Irish university students turning to prostitution to fund studies

Female students at an Irish university are turning to sex work to help fund their studies, a report has claimed.

The university and College Union and the Students' Union claimed some PhD students at Queen's University Belfast are being paid below the minimum wage.

One anonymous submission states that postgraduate women felt there was "little choice" but to go into sex work due to financial adversity.

These students are frequently "from working-class backgrounds" with "no access to credit", it said.

Some 250 of Queen's 1,365 postgraduate student population replied to the survey, which was hosted online by UCU.

PhD study is the highest level of study that can be taken at university level. A full-time standard postgraduate research tuition fee, for a student commencing study this year, is £4,121 (€4,616). Some 40% of respondents said they are expected to undertake unpaid work such as office hours, meeting students, replying to student emails, marking essays and extra work for their supervisor.
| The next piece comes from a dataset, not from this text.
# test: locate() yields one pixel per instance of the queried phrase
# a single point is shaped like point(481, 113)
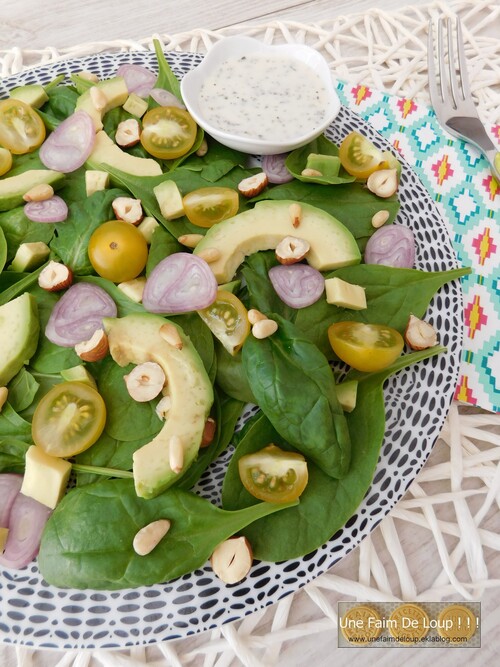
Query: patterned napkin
point(458, 178)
The report claims there is no standardised pay across departments, with fees for marking "normally around £3 (€3.35) per exam and anywhere from £4 to £11 (€4.50 to €12.32)  to  per assignment."
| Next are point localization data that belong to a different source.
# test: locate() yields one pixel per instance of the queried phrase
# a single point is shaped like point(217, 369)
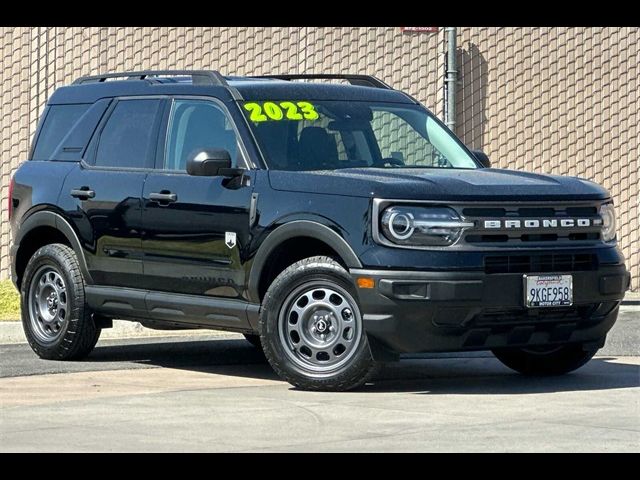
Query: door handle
point(83, 193)
point(163, 197)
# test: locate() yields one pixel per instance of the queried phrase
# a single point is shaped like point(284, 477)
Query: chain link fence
point(556, 100)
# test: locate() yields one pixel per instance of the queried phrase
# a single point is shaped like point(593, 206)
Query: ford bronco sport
point(336, 226)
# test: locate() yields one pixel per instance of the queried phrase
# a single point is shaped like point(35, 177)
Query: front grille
point(550, 263)
point(531, 224)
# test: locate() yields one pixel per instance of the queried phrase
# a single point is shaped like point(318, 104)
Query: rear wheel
point(552, 360)
point(312, 330)
point(56, 321)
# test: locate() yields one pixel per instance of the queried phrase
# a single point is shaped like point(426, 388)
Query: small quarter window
point(57, 124)
point(129, 138)
point(196, 125)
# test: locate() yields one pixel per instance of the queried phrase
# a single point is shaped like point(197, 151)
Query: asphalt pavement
point(213, 393)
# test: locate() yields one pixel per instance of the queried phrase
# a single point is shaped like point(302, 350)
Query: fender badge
point(230, 239)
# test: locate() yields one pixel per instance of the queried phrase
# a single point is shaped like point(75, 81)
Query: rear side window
point(129, 137)
point(59, 121)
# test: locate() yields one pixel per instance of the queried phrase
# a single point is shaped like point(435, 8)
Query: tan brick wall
point(552, 100)
point(558, 100)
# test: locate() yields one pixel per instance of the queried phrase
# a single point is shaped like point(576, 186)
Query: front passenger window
point(196, 125)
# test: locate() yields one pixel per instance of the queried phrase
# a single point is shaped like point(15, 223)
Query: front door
point(196, 229)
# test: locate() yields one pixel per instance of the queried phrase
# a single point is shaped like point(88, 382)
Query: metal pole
point(451, 78)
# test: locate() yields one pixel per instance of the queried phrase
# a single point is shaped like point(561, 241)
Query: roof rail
point(361, 80)
point(198, 77)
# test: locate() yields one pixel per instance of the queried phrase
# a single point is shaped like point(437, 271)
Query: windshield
point(327, 135)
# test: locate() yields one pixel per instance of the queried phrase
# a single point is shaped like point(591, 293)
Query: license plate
point(548, 291)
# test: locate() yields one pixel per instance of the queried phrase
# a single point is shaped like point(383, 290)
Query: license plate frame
point(539, 290)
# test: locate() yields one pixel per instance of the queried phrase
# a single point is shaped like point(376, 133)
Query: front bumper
point(410, 311)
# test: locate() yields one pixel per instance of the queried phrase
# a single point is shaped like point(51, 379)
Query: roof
point(263, 89)
point(91, 89)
It states that the average hourly pay for teaching time is £33 (€37) a hour. However, with preparation time factored in, some students are "not receiving the minimum wage for each hour they work (£6 (€6.72) compared with £7.20 (€8.06))."

Each teaching assistant is spending "an average of 5.5 hours per week preparing for their class", the report adds.

Other issues of concern raised include lack of payment, late payment, unrealistic workloads with tough deadlines, poor support for disabled students and threats of contract termination to students who challenge poor working conditions.

UCU and Students' Union have made four key demands from the university. These include no more unpaid marking of exams or assignments and a ban on unpaid office hours.

They also want payment for work, reflecting the time taken to do it, and a fairer pay scale for various tasks.

Dr Fabian Schuppert, who is president of UCU at QUB, "hopes that Queen's will take the concerns the report raises seriously".

He said: "The demands the report sets out are very reasonable: no unpaid office hours. Fair pay for the time actually spent on tasks. That does not seem too much to ask for."

A spokesperson for Queen's refuted that PhD students are undervalued.

They said: "The most recent Postgraduate Research Experience Survey recorded an overall satisfaction score of 82.8% by Queen's students. These satisfaction levels do not accord with the findings publicised by the UCU.

"In particular, the university takes the issue of student welfare very seriously and is proud of its record in this area."